Fluoride and Osteosarcoma
Fluoride in naturally or artificially fluoridated water has been linked with osteosarcoma in young boys and teenagers less than 20 years of age (NRC 2006). Osteosarcoma accounts for about 3% of all childhood cancers, and occurs with an incidence of 0.3 cases per 100,000, more commonly in boys than in girls (NRC 2006). While rare, this cancer is deadly – the 5-year mortality rate is around 50%, and nearly all survivors have limbs amputated, usually legs. Similar to young boys, dogs are well known to be at risk from osteosarcoma (Ru 1998).
Osteosarcoma is the most common primary bone tumor in dogs; it is estimated to occur in over 8,000 dogs each year in the U.S., primarily in larger breeds (Chun 2003; Dernell 2001; Priester 1980; Withrow 1991). According to a recent expert review, the actual incidence is probably higher, since not all cases are confirmed and registered (Mueller 2007). Large dogs with fast growing bones are especially at risk. Only 5% of all osteosarcomas develop in dogs weighing less than 30 pounds and giant dogs generally develop osteosarcoma at a younger age compared to smaller-sized dogs and (Cooley 1997; Misdorp 1979).
Scientists are still trying to understand the full spectrum of causes for canine osteosarcoma. Mutagenic effects of radiation, multiple minor traumas, metallic implants, and genetic predisposition have been suggested as possible risk factors for osteosarcoma (Mueller 2007). Yet, one of the very plausible scientific links points to fluoride as a possible causative agent for osteosarcoma in both large dogs and young boys.
Three factors likely contribute to fluoride’s ability to produce bone cancer: fluoride accumulates in the bones (NRC 2006); fluoride is an active mitogen (a substance that stimulates cell division) that causes a rapid proliferation of bone-building cells known as osteoblasts (Gruber 1991; Kleerekoper 1996; Whitford 1996); fluoride’s cancer-promoting effects are especially significant in young boys whose bones grow more rapidly than for any other group (Bassin 2006).

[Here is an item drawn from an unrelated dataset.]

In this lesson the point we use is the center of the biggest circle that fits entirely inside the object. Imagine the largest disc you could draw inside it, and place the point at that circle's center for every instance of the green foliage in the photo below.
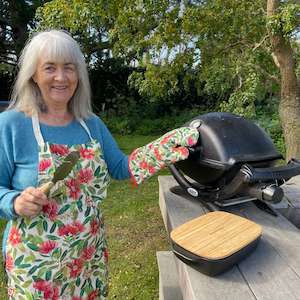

The science supporting the link between fluoride and bone cancer in boys is compelling, and includes 3 focused epidemiological studies (Bassin 2006; Cohn 1992; DHHS 1991), 2 long-term animal studies (Maurer 1991; Maurer 1993; NTP 1990), a wealth of mechanistic information on the effect of fluoride on the developing bone (reviewed in NRC 2006), and a new study published in 2009 that detected higher fluoride levels in osteosarcoma patients compared to 2 other groups: patients with bone-forming tumors other than osteosarcoma, and people serving as “controls” in the study who were experiencing musculo-skeletal pain but did not have tumors (Sandhu 2009).
The incidence of many cancers in dogs is higher than in humans and the progression is usually faster (Mueller 2007). A dog’s diet, especially during the early growth spurt, is a likely contributor to their overall cancer risk. While human infants and young children can eat a variety of foods, puppies and adult dogs eat the same dry dog food, often high in fluoride, every day. This high level of fluoride exposure may well be a contributing factor to osteosarcoma in dogs and an avoidable health risk that dog owners can control.